CVE-2022-44673: Windows Client Server Run-time Subsystem (CSRSS) Elevation of Privilege Vulnerability

Overview

Severity

High (CVSS 7)

CVSS Vector

CVSS:3.1/AV:L/AC:H/PR:L/UI:N/S:U/C:H/I:H/A:H/E:U/RL:O/RC:C

Category

Elevation of Privilege

Exploit Status

Not Exploited

Exploitation Likelihood

More Likely

Patch Tuesday

2022-Dec

Released

2022-12-13

EPSS Score

2.99% (percentile: 86.5%)

FAQ

What privileges could be gained by an attacker who successfully exploited this vulnerability? An attacker who successfully exploited this vulnerability could gain SYSTEM privileges. According to the CVSS metric, the attack complexity is high (AC:H). What does that mean for this vulnerability?
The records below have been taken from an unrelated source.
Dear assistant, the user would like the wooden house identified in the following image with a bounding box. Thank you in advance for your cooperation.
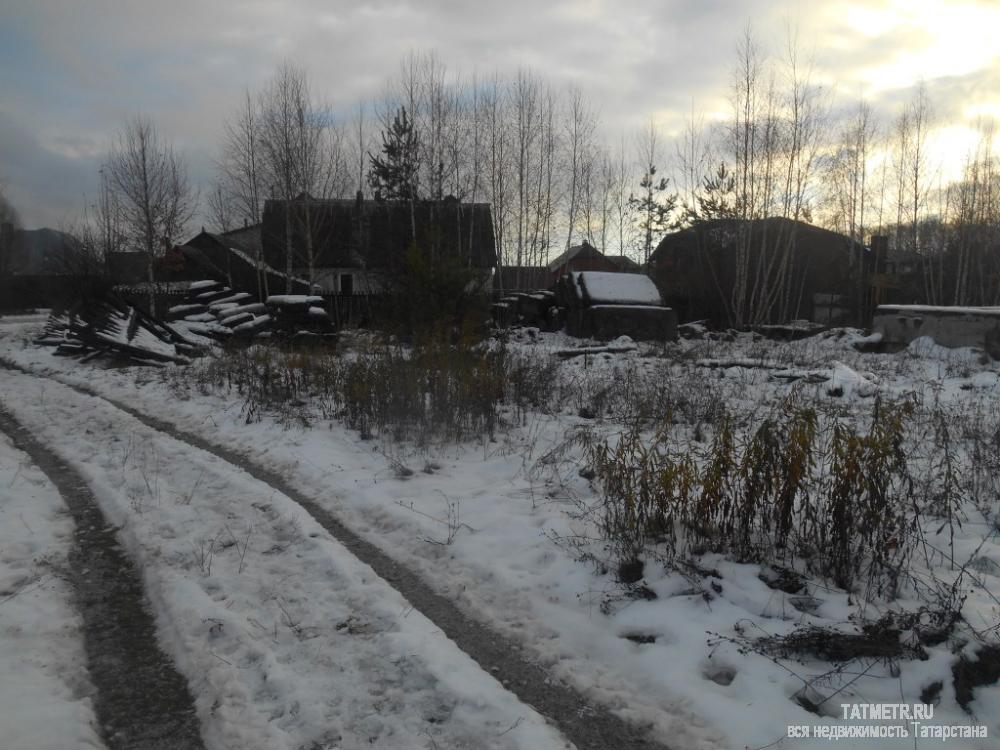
[260,194,497,294]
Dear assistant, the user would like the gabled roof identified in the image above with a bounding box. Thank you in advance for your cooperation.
[652,217,866,264]
[605,255,642,273]
[218,224,263,257]
[546,240,604,272]
[261,197,496,271]
[182,230,313,297]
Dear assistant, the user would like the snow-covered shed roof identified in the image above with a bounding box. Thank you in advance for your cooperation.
[572,271,663,306]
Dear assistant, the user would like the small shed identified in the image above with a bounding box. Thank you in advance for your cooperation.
[558,271,677,341]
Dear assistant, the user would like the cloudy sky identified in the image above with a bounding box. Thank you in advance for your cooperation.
[2,0,998,229]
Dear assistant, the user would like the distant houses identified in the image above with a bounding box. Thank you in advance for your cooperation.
[97,194,497,316]
[650,218,874,326]
[496,240,642,293]
[6,198,928,332]
[260,193,497,294]
[0,223,86,310]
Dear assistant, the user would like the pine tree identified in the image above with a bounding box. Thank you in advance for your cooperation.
[367,107,420,202]
[628,164,676,263]
[688,163,739,224]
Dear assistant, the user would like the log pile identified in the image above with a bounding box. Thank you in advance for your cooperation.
[35,295,202,365]
[164,282,336,344]
[265,295,336,344]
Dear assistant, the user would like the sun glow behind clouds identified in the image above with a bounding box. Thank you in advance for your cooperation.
[836,0,1000,93]
[837,0,1000,182]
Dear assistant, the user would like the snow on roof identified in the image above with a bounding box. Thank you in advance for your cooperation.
[226,245,316,289]
[573,272,662,306]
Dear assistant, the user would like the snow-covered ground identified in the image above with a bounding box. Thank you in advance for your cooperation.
[0,428,105,749]
[0,320,568,750]
[2,313,1000,749]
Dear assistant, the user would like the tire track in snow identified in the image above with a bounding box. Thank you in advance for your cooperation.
[0,407,205,750]
[1,358,672,750]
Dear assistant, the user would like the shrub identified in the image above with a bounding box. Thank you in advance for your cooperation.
[586,397,917,597]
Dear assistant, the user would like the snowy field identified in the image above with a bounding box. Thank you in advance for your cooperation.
[2,312,999,749]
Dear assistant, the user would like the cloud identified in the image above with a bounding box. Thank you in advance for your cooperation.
[2,0,997,228]
[0,109,97,229]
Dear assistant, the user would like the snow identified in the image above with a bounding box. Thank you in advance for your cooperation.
[196,288,231,301]
[188,280,220,291]
[266,295,324,306]
[574,271,662,306]
[0,361,567,749]
[851,330,883,345]
[208,293,252,309]
[184,312,217,323]
[589,303,671,311]
[879,304,1000,316]
[168,303,206,316]
[91,309,180,359]
[220,303,267,320]
[2,313,999,750]
[171,320,229,341]
[232,315,271,333]
[826,360,877,397]
[0,431,105,749]
[906,335,985,364]
[225,246,315,289]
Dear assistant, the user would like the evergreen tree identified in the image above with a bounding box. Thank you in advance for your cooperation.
[688,163,739,224]
[367,107,420,202]
[628,164,676,263]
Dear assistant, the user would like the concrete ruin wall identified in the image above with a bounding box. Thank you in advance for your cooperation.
[873,305,1000,355]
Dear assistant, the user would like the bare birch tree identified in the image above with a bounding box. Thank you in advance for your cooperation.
[220,91,264,227]
[258,62,346,289]
[107,115,196,310]
[207,180,235,233]
[563,85,596,251]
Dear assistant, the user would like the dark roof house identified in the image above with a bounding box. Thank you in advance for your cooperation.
[172,228,312,297]
[605,255,642,273]
[547,240,620,278]
[650,217,872,326]
[497,242,643,293]
[260,195,497,277]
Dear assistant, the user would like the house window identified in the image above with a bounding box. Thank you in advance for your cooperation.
[340,273,354,295]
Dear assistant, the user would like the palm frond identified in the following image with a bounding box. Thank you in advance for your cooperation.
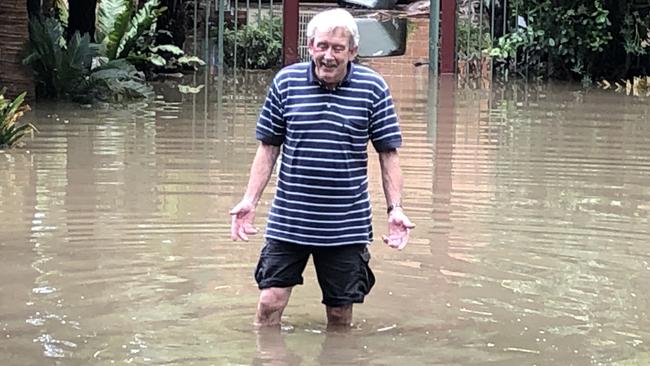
[117,0,165,59]
[0,92,36,148]
[54,0,69,27]
[105,0,135,60]
[96,0,128,43]
[23,17,69,97]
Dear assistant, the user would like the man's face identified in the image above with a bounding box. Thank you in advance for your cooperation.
[308,27,358,88]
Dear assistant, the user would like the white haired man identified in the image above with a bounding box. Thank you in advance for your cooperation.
[230,8,415,329]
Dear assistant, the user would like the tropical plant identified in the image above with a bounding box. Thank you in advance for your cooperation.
[54,0,69,26]
[93,0,203,72]
[221,16,283,69]
[76,59,154,103]
[0,89,37,149]
[24,16,153,102]
[481,0,650,82]
[23,16,92,98]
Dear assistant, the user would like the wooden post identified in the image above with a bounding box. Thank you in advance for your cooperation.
[440,0,456,74]
[283,0,299,66]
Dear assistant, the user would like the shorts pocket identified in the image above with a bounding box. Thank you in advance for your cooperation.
[359,247,375,295]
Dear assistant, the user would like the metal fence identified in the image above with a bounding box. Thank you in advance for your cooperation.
[456,0,526,87]
[188,0,283,69]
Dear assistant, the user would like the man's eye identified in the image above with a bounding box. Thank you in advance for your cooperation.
[333,46,345,52]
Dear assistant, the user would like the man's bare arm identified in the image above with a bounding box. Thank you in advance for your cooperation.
[243,143,281,205]
[379,149,403,209]
[230,143,281,241]
[378,149,415,250]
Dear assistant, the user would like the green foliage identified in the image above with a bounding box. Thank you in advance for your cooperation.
[97,0,203,71]
[54,0,69,27]
[621,11,650,56]
[24,16,151,103]
[95,0,128,44]
[24,0,203,103]
[99,0,163,62]
[221,16,282,69]
[490,0,613,80]
[0,89,37,149]
[118,0,166,60]
[76,59,154,103]
[23,17,92,98]
[457,17,493,60]
[102,0,143,59]
[486,0,650,81]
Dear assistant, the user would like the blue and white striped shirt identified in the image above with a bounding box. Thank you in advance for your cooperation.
[256,61,402,246]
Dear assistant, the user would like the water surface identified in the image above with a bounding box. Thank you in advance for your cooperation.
[1,69,650,365]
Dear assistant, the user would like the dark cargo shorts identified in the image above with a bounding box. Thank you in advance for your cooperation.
[254,239,376,307]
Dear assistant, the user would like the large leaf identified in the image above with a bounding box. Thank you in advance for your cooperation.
[149,54,166,66]
[105,0,135,60]
[23,17,68,97]
[76,59,153,103]
[54,32,92,95]
[0,92,36,148]
[177,55,206,66]
[96,0,128,43]
[0,92,27,126]
[54,0,69,27]
[65,32,92,72]
[150,44,184,55]
[116,0,165,59]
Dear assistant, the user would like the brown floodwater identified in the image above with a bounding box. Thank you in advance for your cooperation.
[1,68,650,366]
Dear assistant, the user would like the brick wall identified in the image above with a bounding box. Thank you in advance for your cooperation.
[0,1,34,99]
[361,18,429,78]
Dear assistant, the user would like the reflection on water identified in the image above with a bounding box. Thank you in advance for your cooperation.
[1,67,650,365]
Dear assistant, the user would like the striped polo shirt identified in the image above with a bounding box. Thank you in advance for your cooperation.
[256,61,402,246]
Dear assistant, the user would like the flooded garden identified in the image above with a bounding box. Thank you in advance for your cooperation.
[2,67,650,365]
[2,0,650,364]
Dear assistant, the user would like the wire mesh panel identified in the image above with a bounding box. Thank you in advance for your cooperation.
[298,7,321,62]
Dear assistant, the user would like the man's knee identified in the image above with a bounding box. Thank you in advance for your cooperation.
[258,288,291,313]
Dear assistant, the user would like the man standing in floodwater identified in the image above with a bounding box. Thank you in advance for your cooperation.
[230,8,415,329]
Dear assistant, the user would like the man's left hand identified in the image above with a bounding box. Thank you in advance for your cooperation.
[382,209,415,250]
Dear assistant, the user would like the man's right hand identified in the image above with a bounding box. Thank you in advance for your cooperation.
[230,198,259,241]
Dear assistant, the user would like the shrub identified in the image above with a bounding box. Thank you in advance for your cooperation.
[221,16,282,69]
[0,90,37,149]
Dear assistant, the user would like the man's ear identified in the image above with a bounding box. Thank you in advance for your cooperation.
[349,46,359,59]
[307,38,315,56]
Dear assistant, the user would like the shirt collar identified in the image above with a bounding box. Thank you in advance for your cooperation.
[307,61,354,89]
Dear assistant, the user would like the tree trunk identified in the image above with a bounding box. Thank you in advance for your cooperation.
[67,0,97,40]
[0,0,34,99]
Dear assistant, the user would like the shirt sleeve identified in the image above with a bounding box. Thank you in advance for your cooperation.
[255,78,285,146]
[369,82,402,152]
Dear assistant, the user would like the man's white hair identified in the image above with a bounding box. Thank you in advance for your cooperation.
[306,8,360,48]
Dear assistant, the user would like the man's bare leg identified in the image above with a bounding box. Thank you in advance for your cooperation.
[326,304,353,331]
[255,287,292,327]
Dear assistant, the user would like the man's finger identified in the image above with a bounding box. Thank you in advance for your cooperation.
[231,215,239,241]
[383,234,399,249]
[397,234,409,250]
[238,226,249,241]
[243,225,259,235]
[404,221,416,229]
[229,205,241,216]
[397,231,410,250]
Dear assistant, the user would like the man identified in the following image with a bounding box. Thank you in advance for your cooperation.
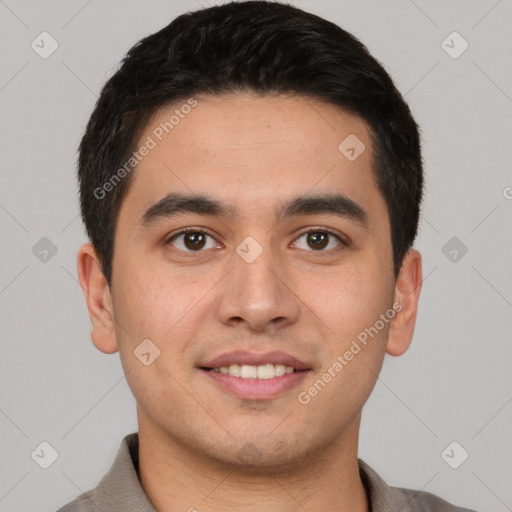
[58,1,479,510]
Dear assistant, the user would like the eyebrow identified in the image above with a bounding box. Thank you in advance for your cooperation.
[140,192,369,230]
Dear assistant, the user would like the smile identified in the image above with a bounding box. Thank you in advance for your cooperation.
[207,363,296,379]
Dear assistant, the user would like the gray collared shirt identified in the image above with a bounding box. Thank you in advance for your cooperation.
[56,433,478,512]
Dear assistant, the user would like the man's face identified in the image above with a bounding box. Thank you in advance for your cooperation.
[106,93,400,468]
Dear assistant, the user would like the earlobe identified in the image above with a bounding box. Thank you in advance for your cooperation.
[386,249,422,357]
[77,243,119,354]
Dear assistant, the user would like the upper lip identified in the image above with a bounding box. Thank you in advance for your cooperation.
[200,350,311,371]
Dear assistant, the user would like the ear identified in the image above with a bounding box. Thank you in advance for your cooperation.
[77,243,119,354]
[386,249,422,357]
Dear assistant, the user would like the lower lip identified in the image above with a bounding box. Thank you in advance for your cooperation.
[200,369,310,400]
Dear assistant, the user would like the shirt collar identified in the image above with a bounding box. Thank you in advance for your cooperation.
[90,432,415,512]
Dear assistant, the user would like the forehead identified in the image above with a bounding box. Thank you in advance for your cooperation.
[120,93,386,225]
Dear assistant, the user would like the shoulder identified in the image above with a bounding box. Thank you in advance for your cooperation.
[396,486,479,512]
[54,432,132,512]
[358,458,480,512]
[54,432,156,512]
[55,491,98,512]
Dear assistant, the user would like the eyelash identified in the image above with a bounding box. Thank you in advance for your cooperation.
[165,227,348,255]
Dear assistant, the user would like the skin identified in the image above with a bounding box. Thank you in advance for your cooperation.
[78,93,422,512]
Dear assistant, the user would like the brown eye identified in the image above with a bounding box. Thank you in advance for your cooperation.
[167,230,218,252]
[307,232,329,250]
[183,232,206,250]
[292,229,345,252]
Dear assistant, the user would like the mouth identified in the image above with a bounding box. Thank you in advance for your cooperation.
[198,350,312,400]
[200,363,304,379]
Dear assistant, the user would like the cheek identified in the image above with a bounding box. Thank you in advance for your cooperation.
[111,270,200,410]
[299,261,393,343]
[114,265,188,335]
[296,267,391,422]
[112,265,214,375]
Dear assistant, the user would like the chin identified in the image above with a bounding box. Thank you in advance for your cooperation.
[198,433,324,476]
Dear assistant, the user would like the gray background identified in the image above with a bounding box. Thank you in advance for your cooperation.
[0,0,511,511]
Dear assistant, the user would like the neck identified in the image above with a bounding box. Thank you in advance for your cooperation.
[137,410,369,512]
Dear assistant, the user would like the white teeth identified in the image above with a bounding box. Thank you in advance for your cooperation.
[240,365,258,378]
[215,363,295,379]
[228,364,241,377]
[274,364,285,377]
[257,364,275,379]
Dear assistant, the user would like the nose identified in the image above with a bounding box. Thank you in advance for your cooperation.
[215,243,300,332]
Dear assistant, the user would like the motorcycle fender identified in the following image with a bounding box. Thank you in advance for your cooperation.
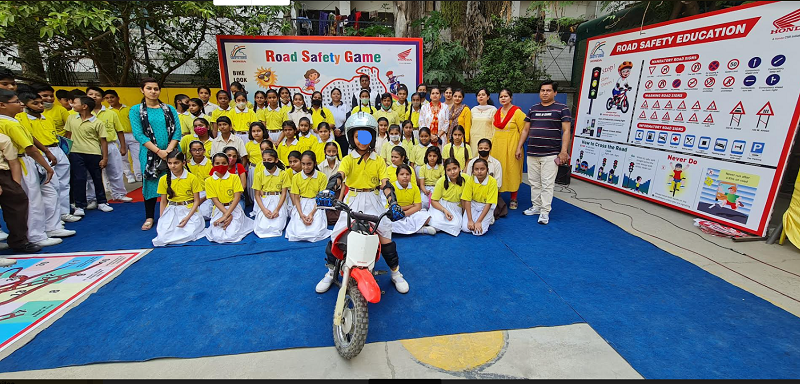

Successful exploitation of this vulnerability requires an attacker to take additional actions prior to exploitation to prepare the target environment.

Affected Products (11)

Windows

• Windows 10 Version 1809 for 32-bit Systems
• Windows 10 Version 21H1 for 32-bit Systems
• Windows 10 Version 20H2 for 32-bit Systems
• Windows 10 Version 21H2 for 32-bit Systems
• Windows 10 Version 22H2 for 32-bit Systems
• Windows 10 for 32-bit Systems
• Windows 10 Version 1607 for 32-bit Systems
• Windows 8.1 for 32-bit systems

ESU

• Windows 7 for 32-bit Systems Service Pack 1
• Windows Server 2008 for 32-bit Systems Service Pack 2
• Windows Server 2008 for 32-bit Systems Service Pack 2 (Server Core installation)

Security Updates (10)

• 5021237
• 5021233
• 5021243
• 5021235
• 5021291
• 5021288
• 5021294
• 5021296
• 5021289
• 5021293

Acknowledgments

Anonymous

Revision History

• 2022-12-13: Information published.